On the quays of the Seine, strollers asked booksellers for books on magic or spiritualism and above all the Prophecies. One Parisian bookstore sold three thousand copies in a single month that fall. The American journalist A. J. Liebling bought a book of interpretations soon after landing in France.
It predicted the destruction of Paris by birds from the east and the advent of a French king (often depicted as a white knight) who would defeat the Germans in the Loire Valley a year later and then rule from Avignon. If all of this came true, Liebling reflected, Nostradamus would become as revered as experts on European affairs.

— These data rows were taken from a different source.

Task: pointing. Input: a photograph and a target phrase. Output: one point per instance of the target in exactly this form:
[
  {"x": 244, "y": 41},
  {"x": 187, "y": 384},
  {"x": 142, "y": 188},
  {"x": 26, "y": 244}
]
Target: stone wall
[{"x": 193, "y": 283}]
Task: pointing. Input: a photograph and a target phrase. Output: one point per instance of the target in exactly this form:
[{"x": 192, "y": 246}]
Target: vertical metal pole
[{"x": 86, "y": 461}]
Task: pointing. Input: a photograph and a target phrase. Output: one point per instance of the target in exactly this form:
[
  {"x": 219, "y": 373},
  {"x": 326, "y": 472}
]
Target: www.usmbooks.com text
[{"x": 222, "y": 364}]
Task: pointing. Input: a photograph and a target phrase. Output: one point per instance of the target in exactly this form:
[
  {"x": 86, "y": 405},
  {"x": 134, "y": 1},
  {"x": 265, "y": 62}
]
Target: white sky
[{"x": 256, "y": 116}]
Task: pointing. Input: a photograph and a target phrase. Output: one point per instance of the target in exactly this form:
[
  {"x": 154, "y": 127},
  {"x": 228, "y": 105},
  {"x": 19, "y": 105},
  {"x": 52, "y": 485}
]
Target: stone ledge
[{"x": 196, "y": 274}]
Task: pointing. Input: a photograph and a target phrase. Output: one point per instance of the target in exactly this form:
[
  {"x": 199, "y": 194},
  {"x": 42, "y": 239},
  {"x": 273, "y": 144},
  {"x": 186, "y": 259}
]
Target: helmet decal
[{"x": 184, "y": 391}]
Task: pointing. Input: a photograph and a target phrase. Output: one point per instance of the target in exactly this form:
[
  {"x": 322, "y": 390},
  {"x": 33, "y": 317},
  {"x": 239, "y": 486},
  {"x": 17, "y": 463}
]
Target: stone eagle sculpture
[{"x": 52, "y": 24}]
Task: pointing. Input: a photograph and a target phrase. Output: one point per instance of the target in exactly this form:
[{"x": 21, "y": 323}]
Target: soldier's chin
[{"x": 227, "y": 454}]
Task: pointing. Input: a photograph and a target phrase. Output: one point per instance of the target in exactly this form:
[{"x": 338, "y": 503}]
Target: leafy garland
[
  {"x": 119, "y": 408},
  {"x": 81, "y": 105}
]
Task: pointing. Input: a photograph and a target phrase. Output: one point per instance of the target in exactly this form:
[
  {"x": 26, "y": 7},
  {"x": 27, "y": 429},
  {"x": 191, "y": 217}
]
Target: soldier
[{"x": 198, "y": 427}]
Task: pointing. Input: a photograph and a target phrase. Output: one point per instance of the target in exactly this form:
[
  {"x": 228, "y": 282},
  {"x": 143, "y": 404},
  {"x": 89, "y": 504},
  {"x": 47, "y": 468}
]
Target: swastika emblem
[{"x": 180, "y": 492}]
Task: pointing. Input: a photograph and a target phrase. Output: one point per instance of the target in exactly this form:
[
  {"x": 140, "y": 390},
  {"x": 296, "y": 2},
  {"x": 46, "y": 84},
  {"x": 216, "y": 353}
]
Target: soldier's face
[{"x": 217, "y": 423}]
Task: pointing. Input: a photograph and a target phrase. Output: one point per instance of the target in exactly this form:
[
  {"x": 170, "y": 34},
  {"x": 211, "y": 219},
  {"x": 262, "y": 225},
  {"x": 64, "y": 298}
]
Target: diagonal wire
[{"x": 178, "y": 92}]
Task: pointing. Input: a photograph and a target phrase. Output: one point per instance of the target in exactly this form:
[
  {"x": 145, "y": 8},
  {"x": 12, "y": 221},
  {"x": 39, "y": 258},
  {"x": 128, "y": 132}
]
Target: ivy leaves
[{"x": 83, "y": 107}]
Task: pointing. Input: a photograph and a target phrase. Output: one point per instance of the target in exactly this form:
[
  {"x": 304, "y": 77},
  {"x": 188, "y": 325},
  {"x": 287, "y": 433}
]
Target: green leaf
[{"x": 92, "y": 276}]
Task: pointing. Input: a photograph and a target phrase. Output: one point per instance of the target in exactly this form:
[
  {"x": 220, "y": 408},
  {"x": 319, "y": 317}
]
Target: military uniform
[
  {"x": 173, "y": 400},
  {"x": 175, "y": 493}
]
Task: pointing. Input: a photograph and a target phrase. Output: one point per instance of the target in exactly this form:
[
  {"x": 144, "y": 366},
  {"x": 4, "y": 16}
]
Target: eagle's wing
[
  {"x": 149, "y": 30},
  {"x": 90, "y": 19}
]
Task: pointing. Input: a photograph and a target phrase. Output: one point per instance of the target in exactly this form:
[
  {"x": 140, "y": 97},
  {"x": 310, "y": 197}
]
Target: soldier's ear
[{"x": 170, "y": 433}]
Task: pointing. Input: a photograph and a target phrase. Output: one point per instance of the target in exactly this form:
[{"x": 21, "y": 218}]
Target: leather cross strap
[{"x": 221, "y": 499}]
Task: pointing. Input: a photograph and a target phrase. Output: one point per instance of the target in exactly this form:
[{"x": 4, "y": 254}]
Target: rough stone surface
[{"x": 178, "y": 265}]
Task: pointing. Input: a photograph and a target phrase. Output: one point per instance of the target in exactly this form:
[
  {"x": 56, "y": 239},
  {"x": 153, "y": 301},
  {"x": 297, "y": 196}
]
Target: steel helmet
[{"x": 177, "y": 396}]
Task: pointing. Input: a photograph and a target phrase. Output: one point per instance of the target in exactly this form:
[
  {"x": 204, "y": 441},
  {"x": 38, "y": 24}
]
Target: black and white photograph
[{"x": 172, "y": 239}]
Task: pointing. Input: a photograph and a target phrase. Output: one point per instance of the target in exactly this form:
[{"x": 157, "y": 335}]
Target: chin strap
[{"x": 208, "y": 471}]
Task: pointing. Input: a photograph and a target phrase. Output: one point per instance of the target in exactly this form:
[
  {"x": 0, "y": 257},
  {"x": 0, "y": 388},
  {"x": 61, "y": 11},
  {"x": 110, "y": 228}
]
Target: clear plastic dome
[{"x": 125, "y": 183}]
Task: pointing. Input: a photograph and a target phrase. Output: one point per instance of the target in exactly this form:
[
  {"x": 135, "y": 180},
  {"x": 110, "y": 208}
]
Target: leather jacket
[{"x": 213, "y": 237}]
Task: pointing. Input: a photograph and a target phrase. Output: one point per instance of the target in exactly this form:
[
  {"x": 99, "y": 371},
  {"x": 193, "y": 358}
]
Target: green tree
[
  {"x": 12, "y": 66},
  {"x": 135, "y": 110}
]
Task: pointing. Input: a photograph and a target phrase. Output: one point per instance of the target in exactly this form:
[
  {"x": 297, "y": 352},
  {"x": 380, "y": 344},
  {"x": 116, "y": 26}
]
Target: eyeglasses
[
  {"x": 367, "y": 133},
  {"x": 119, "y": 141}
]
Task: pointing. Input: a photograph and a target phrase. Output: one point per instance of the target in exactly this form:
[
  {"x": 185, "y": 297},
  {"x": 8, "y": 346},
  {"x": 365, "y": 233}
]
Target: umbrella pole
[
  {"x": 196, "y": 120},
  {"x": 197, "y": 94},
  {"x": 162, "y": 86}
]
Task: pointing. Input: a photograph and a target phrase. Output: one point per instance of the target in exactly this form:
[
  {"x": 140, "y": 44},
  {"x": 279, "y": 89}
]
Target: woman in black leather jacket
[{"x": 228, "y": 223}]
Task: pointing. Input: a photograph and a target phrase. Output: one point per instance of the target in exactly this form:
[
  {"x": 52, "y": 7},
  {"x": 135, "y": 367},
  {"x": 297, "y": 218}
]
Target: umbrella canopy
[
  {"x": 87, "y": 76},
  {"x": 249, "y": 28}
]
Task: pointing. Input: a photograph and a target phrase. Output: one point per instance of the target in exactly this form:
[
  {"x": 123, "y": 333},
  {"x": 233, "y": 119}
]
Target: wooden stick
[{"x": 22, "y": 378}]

Commentators drew attention to quatrain 2.24, which had barely registered beforehand but would circulate widely during the war:
Bestes farouches de faim fleuves tranner,
Plus part du camp encontre Hister sera:
En caige fer le grand fera treisner,
Quand Rin enfant Germain observera….
Beasts wild with hunger shall swim the rivers:
Most of the host shall move against Ister:
He’ll have the great one dragged in iron cage,
When the child the German Rhine surveys.
Ister (spelled Hister in the Old French) most possibly referred to the Danube River.
19th century commentators had presented it as an anagram of Thiers, the name of an important minister. Now they equated it with Hitler, about to cross the Rhine and launch new conquests.
Some added that his early victories would soon give way to defeat…..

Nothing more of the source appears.